Le film défile, je peine par moments, que deux autres femmes que je ne connais pas soient aussi salope que ma mère, passe encore, cependant celle par laquelle j’ai vu le jour, c’est dur à regarder.
• Hugo, ton père est candauliste !
Regarde, ton oncle dégage la table et couche Dominique dessus.
J’ignore qui filme, cependant, c’est sur la table qu’il la prend, alors qu’une autre femme, une blonde, se fait sauter sur le canapé à deux mètres de ton père qui ne bouge pas.
Ta maman semble apprécier un gros plan sur sa figure, déformée par le plaisir.
On a bien vu que ton oncle était monté comme un taureau, si je m’écoutais la prochaine fois que je le verrais, je lui dirais bien deux mots.
• Mamy, tu dis des horreurs, il a 36 ans, tu en as le double.
Le film défile, vraie partouze entre amis, lorsque Mamie, qui au préalable était assise à mes côtés sur son canapé face à la télé, me passe sa main sur mon short en Jeans.
36 pour mon oncle, 19 pour ma part, la différence plus grande pour moi après ma remarque sur mon oncle.

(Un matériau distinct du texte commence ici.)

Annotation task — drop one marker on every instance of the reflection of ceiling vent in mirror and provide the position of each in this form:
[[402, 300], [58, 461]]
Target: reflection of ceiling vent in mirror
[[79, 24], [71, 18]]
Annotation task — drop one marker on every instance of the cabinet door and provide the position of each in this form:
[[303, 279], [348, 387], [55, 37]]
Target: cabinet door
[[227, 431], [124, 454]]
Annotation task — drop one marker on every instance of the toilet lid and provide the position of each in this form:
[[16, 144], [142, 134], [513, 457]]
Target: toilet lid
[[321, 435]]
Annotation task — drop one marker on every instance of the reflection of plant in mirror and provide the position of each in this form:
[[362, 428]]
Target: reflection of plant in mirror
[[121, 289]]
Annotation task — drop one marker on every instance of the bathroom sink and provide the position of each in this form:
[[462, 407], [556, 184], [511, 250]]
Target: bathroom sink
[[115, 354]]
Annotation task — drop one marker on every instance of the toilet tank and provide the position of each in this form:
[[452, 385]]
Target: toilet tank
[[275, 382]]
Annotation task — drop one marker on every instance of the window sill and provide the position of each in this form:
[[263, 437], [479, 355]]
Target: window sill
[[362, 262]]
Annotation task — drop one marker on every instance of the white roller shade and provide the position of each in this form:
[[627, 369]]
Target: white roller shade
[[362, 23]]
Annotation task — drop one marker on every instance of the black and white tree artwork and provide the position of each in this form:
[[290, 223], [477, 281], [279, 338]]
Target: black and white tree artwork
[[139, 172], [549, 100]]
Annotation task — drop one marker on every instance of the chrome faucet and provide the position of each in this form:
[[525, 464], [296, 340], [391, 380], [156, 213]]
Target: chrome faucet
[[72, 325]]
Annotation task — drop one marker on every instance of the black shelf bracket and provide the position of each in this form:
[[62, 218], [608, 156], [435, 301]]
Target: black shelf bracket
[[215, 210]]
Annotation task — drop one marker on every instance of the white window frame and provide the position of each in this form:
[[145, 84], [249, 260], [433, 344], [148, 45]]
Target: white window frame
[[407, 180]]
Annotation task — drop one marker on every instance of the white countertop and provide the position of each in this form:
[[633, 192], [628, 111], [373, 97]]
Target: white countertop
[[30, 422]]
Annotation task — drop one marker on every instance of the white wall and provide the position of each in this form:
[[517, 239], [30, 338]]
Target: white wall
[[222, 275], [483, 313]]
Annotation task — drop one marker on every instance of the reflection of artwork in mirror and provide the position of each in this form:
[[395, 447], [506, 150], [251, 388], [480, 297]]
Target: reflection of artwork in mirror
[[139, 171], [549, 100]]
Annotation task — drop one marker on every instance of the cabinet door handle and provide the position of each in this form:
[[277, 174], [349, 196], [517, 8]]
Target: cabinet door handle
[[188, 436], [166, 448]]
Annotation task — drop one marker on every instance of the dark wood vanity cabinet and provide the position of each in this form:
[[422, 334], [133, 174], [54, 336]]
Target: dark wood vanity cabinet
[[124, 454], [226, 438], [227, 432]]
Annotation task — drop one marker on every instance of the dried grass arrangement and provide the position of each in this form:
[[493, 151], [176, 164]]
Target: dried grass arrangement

Pourtant, faisant abstraction de ma salope de mère, les images défilantes, c’est entre les pattes de deux mecs, la trentaine, qu’elle se laisse prendre sur le tapis devant la cheminée.
Les copines, elles sont trois, ne demandant pas leur reste : fellations, levrettes, double pénétration.
Maman se fait même enculer, sans que mon père ne semble avoir envie de participer.
Je serais à sa place, je me masturberais.
• Continue salope, ta bouche est divine.
Là, cette phrase n’est pas dite dans le film, Étienne a sorti ma verge et elle me suce le gland avant de m’engloutir par une gorge profonde.
Porno sur l’écran et porno sur son canapé lorsque je lui dégage les seins et que je les caresse comme je sais que les femmes aiment.
Mamy Étienne, étrange prénom pour une femme, est la troisième depuis que l’autre voisine, de chez mes parents, m’a enlevé mon pucelage.
Entre ces deux gourmandes, je me suis faite Yollanda, mon âge.
Yollanda, tu lui demandes, elle baise avec toi, la voisine a été plus rapide, sinon comme pour mes copains, ce serait elle qui m’aurait dessalé.
• Oui, prends-moi, ta mère est une salope, mais je crois que lorsque l’occasion se présente, pourquoi s’en priver, Hugo.
Voilà, la cassette est terminée depuis longtemps mais Étienne crie encore son plaisir sous mes coups de bites puissant.
Les autres cassettes, c’est chez moi que je les regarde.
Maman aime bien tonton Jacques, cependant également dans l’une d'elles, trois blacks, en solo alors que papa regarde toujours.
Maman, une chienne qui me gêne dès qu’ils reviennent le premier soir où j’ai baisé avec Mamy Étienne.
C’est sous un tout autre angle que je la vois, je devrais dire que je les vois.
Tout sauf avec les Noirs, ils les ont tournés le premier de l’an dernier.
De retour ce jour, qu'a fait ma génitrice ?
Je sais que mon père a offert à Silvana un caméscope de dernière génération.
Terminé les DVDs, mais ce qui m'interpelle, c’est que Silvana, c’est la sœur de maman.
Oui, c’est bien sûr, depuis le début, c’est Sylvana la réalisatrice de ces films.
• Sylvana, c’est ton filleul, oui, je peux venir chez toi le week-end prochain !
Ça, c’est bon et si je devenais moi-même réalisateur de films !!!
Ma tante, depuis que je suis pubert, me fait bander !!!